Так, описание в романе быта узников Алексеевского равелина Петропавловской крепости: «Приподняв угол зеленой занавески, часовой в дверной глазок мог наблюдать заключенного, сидящего на зеленой деревянной кровати или на зеленом же стуле, в байковом халате, в картузе <…> писать можно было на зеленом столике с выдвижным ящиком…» (с. 436), — точно следует бесхитростным запискам канцеляриста Петропавловской крепости Ивана Борисова, опубликованным в «Русской старине» за 1901 г., где сообщалось и о зеленой занавеске на двери, и о зеленой кровати — Набоков лишь легким художественным штрихом дополнил эту и без того как будто нарочно придуманную тюремную монохромию «зеленым столиком».
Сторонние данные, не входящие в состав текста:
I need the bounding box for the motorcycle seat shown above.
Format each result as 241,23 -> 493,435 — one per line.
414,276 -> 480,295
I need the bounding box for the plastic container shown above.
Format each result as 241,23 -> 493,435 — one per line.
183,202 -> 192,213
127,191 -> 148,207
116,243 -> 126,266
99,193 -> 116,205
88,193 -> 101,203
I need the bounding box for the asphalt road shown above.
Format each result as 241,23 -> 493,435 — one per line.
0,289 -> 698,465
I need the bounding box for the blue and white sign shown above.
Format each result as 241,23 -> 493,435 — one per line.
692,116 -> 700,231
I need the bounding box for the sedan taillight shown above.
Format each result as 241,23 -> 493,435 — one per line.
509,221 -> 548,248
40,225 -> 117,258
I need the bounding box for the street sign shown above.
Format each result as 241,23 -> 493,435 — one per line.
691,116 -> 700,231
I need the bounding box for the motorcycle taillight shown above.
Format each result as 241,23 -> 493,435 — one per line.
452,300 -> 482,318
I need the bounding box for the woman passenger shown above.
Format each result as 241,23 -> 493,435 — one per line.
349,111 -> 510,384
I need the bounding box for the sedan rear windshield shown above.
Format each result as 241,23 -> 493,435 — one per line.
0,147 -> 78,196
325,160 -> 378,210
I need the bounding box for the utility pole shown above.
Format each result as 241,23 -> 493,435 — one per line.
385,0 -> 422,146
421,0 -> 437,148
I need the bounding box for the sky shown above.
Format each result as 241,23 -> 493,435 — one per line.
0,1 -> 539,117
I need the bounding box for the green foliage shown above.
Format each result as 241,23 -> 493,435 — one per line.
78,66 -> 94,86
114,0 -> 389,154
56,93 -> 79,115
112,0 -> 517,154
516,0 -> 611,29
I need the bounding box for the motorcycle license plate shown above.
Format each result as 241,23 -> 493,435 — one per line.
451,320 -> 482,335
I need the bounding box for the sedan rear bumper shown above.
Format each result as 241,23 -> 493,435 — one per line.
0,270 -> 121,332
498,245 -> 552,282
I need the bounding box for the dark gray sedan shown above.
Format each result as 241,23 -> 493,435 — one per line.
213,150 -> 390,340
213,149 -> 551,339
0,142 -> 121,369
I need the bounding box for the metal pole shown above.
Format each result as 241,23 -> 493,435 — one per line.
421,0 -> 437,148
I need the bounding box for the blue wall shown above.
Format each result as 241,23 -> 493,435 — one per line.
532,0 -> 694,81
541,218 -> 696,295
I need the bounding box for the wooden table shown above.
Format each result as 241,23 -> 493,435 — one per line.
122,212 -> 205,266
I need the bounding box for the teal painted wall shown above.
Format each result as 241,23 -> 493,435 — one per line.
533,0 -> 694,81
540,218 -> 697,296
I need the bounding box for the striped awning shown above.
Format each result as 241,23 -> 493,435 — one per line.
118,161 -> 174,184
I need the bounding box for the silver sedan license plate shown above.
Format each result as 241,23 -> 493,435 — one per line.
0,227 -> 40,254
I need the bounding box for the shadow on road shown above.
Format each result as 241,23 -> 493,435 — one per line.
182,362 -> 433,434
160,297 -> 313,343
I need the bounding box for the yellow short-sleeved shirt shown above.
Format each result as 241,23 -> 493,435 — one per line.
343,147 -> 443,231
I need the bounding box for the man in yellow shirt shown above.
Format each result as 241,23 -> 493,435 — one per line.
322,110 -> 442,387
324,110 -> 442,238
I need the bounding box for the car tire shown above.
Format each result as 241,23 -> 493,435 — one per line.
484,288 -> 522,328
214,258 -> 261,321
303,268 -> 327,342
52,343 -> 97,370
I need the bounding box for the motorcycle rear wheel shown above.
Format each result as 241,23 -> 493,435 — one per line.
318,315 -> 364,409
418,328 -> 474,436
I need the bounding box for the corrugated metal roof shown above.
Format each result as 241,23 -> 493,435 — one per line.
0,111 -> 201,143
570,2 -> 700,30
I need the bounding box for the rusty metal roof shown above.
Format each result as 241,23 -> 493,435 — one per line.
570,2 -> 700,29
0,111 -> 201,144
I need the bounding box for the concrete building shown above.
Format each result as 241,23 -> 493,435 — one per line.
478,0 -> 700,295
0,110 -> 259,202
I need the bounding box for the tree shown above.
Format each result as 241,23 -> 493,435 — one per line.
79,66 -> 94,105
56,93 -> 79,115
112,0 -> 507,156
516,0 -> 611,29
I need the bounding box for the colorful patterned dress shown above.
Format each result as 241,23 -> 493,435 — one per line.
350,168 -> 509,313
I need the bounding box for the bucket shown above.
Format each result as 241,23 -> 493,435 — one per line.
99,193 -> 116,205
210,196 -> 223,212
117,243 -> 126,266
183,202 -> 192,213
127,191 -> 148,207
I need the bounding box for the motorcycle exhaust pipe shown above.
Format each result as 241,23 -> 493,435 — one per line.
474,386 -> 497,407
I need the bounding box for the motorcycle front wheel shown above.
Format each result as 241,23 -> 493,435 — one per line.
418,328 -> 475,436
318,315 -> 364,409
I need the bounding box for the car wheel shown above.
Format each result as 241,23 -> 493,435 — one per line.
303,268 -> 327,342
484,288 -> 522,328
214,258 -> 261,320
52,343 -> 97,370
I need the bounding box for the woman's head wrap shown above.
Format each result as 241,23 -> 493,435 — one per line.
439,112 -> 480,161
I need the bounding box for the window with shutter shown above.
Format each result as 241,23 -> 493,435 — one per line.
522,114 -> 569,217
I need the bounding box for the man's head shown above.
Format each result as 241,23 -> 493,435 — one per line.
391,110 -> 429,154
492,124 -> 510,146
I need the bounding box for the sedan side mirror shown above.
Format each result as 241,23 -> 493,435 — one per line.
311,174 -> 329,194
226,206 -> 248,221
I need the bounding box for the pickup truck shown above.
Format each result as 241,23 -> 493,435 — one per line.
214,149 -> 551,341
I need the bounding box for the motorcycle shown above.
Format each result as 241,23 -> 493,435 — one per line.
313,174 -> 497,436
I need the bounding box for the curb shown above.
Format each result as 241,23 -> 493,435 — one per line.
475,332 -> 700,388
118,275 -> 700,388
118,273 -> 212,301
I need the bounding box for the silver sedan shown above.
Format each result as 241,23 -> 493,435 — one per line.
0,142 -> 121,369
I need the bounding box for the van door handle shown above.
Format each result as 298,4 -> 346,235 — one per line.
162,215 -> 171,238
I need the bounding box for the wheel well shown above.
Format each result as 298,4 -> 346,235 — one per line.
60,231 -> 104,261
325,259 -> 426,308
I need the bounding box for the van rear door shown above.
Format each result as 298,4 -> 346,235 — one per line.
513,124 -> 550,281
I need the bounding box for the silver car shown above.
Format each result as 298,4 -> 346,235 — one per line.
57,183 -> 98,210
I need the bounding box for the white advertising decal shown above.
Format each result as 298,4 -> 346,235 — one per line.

Для доминантной, сквозной темы романа — русской литературы — чтение «по источникам» ясно предложено самим писателем в качестве ключа к тексту. Литературный контекст романа охватывает русскую литературу, какой она выглядит с точки зрения Набокова (который сам является и считает себя ее неотъемлемой частью, может быть, даже венцом и завершением): от пушкинского «золотого века» через утилитарный «железный век» Чернышевского в «серебряный век» и далее к «чугунному веку» соцреализма и к русской эмигрантской литературе. В Долинине Набоков находит идеального читателя-филолога, пушкиниста и знатока русской эмигрантской литературы, который без устали, с удовольствием и блеском разгадывает бесконечные литературные загадки писателя, от сравнительно прямолинейных (двукратное упоминание в прозе Лермонтова «какого-то невозможного “крокодила”» действительно имеется и, как добавляет Долинин, восходит к повести Шатобриана и стихотворению Батюшкова (с. 276)) до идиосинкразийно составленных из множества прототипов вымышленных литературных фигур, как молодой поэт Яша Чернышевский, эмигрантский критик Христофор Мортус, французский мыслитель Делаланд.
Комментарий охватывает еще одну тему, занимающую в романе значимое место в главах об отце героя, — лепидоптерологию. Набоков, как известно, сам знал чешуекрылых полупрофессионально, и комментатору также пришлось освоить эту область, подспорьем ему служил фундаментальный справочник Дитера Циммера «A Guide to Nabokov’s Butterflies and Moths» (2001). Однако этот раздел мог быть значимым образом дополнен, если бы комментарий Долинина охватывал не только дефинитивный четырехглавный текст романа, но также приложения к нему и незаконченные продолжения, в том числе «Второе дополнение к “Дару”», излагающее естественно-научные взгляды отца героя К.К. Годунова-Чердынцева, кото рое было написано Набоковым в 1939 году при подготовке романа для (несостоявшегося) двухтомного издания в «Петрополисе» [5]. Этот сохранившийся в рукописи архивный текст был опубликован Долининым (Звезда. 2001. № 1), как и наброски продолжения романа (Звезда. 2014. № 4), действие которых происходит в начале войны в Париже [6]. Хотелось бы надеяться на выход комментированного издания «большого» «Дара» минимум в двух томах.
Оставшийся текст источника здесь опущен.